足早にラウンジを出たワタリは、駆け込むような勢いのままエレベーターに乗り込み、自室へと向かう。共有されているスペースとは打って変わって、部屋の近くはすっかり賑わいも冷め、しんとした空間が広がっていることが多い。
その中でもワタリの部屋は手荒いに程近く、他の光霊達の部屋に比べれば多少は賑やかであったが、このときばかりはいやに静かであった。
鳴り響くのはワタリが奏でる足音のみ。コツコツと靴底が巨像の床を踏み鳴らして、どことなく耳触りのいい音だった。
幸い他人とは擦れ違うこともなく、彼は自室の前に辿り着くことができた。そして、扉を開けると惜し気もなく部屋の中に押し入り、無意識に勢いよく扉を閉める。そのあとに部屋の中に足を運ぶ――のではなく、閉めた扉に背を預けると、そのままゆっくりと膝を曲げた。
ずるずると力なくへたりこむワタリは、小さく頭を抱える。
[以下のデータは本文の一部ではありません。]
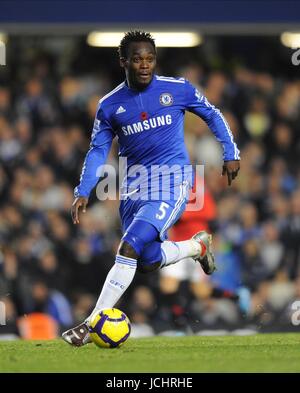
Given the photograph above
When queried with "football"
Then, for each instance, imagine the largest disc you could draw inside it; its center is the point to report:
(109, 328)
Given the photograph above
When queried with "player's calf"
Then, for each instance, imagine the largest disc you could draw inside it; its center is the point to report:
(205, 257)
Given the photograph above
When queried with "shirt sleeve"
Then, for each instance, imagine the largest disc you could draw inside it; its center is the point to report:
(199, 105)
(96, 157)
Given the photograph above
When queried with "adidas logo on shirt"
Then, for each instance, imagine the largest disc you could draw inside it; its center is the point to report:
(120, 110)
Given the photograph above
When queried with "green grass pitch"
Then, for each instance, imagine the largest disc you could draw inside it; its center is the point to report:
(256, 353)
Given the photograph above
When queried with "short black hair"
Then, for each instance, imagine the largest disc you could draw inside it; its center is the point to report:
(134, 36)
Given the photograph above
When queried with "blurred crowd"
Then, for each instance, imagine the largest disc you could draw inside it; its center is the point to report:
(48, 265)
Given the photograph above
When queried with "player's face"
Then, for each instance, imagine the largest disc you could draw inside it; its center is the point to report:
(140, 64)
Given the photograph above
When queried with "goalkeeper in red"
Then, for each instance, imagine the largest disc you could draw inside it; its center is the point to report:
(146, 114)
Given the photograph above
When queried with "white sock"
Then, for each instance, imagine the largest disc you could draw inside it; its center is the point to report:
(117, 281)
(173, 252)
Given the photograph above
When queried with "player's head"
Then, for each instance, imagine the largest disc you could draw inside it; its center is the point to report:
(137, 54)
はあ、と溜め息を深く吐き、数回深呼吸を繰り返した。恐怖だか驚きだかで暴れる心臓が不気味で、頭の奥からほんの少しの鈍痛を覚える。ズキズキと、まるで頭を悩ませているワタリを嘲笑うかのよう。
――欲を見た。青く空のようの澄んだ瞳の奥底で、燃えるような感情がワタリをじっと凝視していた。
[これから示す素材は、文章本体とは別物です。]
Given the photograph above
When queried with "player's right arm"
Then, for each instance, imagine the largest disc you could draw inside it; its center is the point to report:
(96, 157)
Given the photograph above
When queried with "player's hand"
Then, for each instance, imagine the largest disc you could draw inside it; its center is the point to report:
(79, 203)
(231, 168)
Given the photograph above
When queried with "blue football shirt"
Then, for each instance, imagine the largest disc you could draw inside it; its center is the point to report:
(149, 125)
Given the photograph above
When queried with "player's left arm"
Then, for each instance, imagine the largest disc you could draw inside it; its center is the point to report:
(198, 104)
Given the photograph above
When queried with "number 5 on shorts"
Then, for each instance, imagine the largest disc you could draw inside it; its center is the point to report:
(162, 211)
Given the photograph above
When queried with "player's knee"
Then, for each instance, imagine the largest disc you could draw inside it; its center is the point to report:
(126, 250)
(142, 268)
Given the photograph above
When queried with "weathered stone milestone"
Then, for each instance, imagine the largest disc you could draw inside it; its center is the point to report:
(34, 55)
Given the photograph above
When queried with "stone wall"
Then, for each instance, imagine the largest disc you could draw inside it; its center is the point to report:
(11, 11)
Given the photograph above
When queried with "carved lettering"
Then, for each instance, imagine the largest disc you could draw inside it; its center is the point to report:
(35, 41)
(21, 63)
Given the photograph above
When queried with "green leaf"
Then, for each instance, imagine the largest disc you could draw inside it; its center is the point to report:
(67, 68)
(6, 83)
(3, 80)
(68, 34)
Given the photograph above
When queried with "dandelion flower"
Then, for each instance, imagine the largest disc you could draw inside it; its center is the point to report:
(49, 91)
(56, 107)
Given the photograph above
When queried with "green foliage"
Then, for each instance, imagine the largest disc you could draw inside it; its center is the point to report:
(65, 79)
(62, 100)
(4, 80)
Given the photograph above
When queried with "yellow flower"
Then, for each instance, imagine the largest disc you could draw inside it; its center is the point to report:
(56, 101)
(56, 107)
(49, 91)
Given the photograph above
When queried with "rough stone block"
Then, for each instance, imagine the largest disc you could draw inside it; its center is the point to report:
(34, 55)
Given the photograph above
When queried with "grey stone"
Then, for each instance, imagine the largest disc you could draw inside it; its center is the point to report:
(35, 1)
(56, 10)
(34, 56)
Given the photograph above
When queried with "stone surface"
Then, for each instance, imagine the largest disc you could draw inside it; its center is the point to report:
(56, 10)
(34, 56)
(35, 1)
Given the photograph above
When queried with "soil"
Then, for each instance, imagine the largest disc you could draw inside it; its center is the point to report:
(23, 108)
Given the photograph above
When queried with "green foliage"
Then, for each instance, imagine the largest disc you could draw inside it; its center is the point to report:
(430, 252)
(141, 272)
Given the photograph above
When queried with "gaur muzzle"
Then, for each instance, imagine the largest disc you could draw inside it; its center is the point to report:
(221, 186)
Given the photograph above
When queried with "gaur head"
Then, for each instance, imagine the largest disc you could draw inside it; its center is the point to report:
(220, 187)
名前を呼ばれるまですっかり気を抜いてしまっていた。落とすことにした、と言う割には特別何かを仕掛けてくる様子もなければ、手を出してくることもない。ただ、普通よりもいくらか距離が近くなり、言葉を交わすことが増えた程度で、ワタリが警戒していた明らかなものは少しも顔を見せることはなかった。
それが――機会を窺っていただけに過ぎないというのに、彼は今更気が付いてしまった。
「…………っはあ」
警戒を怠ってはならない。
ワタリは大きく息を吐き、徐に立ち上がる。生活に必要最低限の家具が並ぶ部屋にある、研究のための道具を求めるよう、彼は棚へと一直線に歩いていった。
――ほんの少しでいい。悩みの種を、忘れてしまいたかった。
ズキリと痛む頭を抱え、ワタリは慣れ親しんだメスをそっと取り出すのだった。